Non seulement l’apparence est importante mais les gestes ont également un rôle primordial. Plus le robot a un aspect humanoïde, plus l’homme aura de facilité à accepter sa compagnie.

Pour rendre l’acceptation du robot par l’homme plus facile et assurer une interaction naturelle et sécurisée, rien n’est laissé au hasard, à commencer par l’aspect du robot. Ainsi, la matière souple choisie comme « peau » par les roboticiens de Robopec participe à rendre leur robot expressif : « Reeti nous permet d’ajouter de l’interaction entre l’homme et le robot, à travers un panel d’émotions. La peau du Reeti est souple et déformable, il peut donc imiter certaines émotions », explique Christophe Rousset, fondateur de Robopec. Outre un visage expressif, les matériaux souples et intelligents permettent aussi un toucher plus sensible. 

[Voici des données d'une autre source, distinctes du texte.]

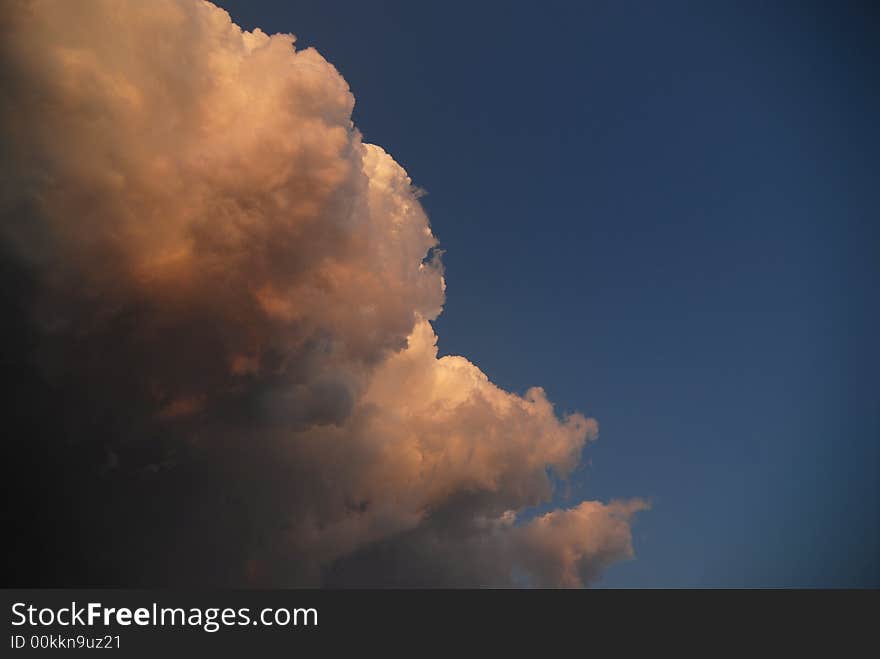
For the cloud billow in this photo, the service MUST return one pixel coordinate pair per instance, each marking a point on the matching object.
(224, 298)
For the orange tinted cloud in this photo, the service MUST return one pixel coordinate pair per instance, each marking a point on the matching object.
(223, 263)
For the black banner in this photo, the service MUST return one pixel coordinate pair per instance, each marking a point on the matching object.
(414, 622)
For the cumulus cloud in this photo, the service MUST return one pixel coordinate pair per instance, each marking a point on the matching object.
(231, 296)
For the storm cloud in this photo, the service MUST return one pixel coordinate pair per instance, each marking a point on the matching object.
(220, 304)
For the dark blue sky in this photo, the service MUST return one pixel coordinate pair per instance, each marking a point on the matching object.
(666, 215)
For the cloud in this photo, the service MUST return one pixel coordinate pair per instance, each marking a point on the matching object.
(231, 296)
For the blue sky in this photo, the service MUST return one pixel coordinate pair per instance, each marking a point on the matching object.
(665, 215)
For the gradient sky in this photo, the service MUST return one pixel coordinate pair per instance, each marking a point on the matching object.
(665, 215)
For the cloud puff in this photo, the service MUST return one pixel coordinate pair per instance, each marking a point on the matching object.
(232, 297)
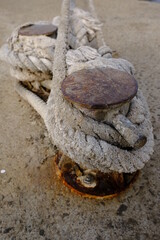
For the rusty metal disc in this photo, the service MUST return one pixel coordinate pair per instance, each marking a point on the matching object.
(37, 29)
(99, 88)
(108, 185)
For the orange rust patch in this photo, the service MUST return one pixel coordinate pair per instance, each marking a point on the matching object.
(117, 183)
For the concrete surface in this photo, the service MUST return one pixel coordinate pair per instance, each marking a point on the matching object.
(34, 204)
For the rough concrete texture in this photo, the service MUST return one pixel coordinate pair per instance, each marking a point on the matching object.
(33, 202)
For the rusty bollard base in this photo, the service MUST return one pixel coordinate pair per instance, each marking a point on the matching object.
(103, 185)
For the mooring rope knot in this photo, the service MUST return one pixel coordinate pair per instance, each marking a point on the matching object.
(123, 140)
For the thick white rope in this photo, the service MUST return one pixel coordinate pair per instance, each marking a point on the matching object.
(78, 135)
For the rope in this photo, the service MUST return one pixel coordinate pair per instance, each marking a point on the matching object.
(93, 144)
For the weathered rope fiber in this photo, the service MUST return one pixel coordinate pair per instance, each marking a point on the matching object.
(80, 137)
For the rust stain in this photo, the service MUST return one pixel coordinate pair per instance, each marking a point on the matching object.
(116, 180)
(99, 88)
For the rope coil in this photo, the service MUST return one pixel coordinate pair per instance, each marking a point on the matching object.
(93, 144)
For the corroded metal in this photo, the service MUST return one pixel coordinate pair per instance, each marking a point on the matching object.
(38, 29)
(92, 183)
(99, 88)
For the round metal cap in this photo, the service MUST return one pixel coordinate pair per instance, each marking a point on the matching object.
(99, 88)
(37, 29)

En outre, reproduire sur un robot les aptitudes sensori-motrices humaines reste un enjeu essentiel de la robotique. On appelle cet écart entre intelligence artificielle et intelligence sensible : Paradoxe de Moravec

L’AIST (institut national de la science et des technologies industrielles avancées de Tsukuba) en collaboration avec la CNRS, s’activent depuis maintenant 10 ans à développer la communication entre l’homme et le robot, notamment en tentant de créer un robot totalement autonome qui comprend et obéit à l’homme. Pour rendre cela possible, les scientifiques optent pour une approche concentrée sur la perception tri-sensorielle. À travers iCub, un petit robot open source doté de trois sens (vue, ouïe, toucher), des chercheurs de l’Institut italien de technologie œuvrent à améliorer le sens du toucher. iCub est un robot humanoïde capable d’interagir avec son environnement et les humains. Couvert de capteurs sensoriels, il peut reconnaître divers objets, s’en saisir sans les écraser et retenir leur appellation.

  • Robot Icub

Chez Akka Technologies, les ingénieurs ont incorporé une couche d’intelligence artificielle au sein de la voiture robotisée Link et Go : « la voiture est capable de reconnaître le passager, et selon l’heure et le contexte, de proposer des itinéraires. Le robot devient force de proposition. » Mais peu importe le niveau d’intelligence, l’homme doit toujours pouvoir reprendre la main, en particulier sur les robots collaboratifs dédiés au service. Loin des fictions du robot capable de prendre le contrôle de nos vies, Rodolphe Hasselvander, directeur du Centre de robotique intégrée d’Île-de-France (CRIIF) nous ramène à la réalité : « Nous n’en sommes pas au point d’avoir des robots autonomes. L’idée est d’avoir un robot contrôlé à distance.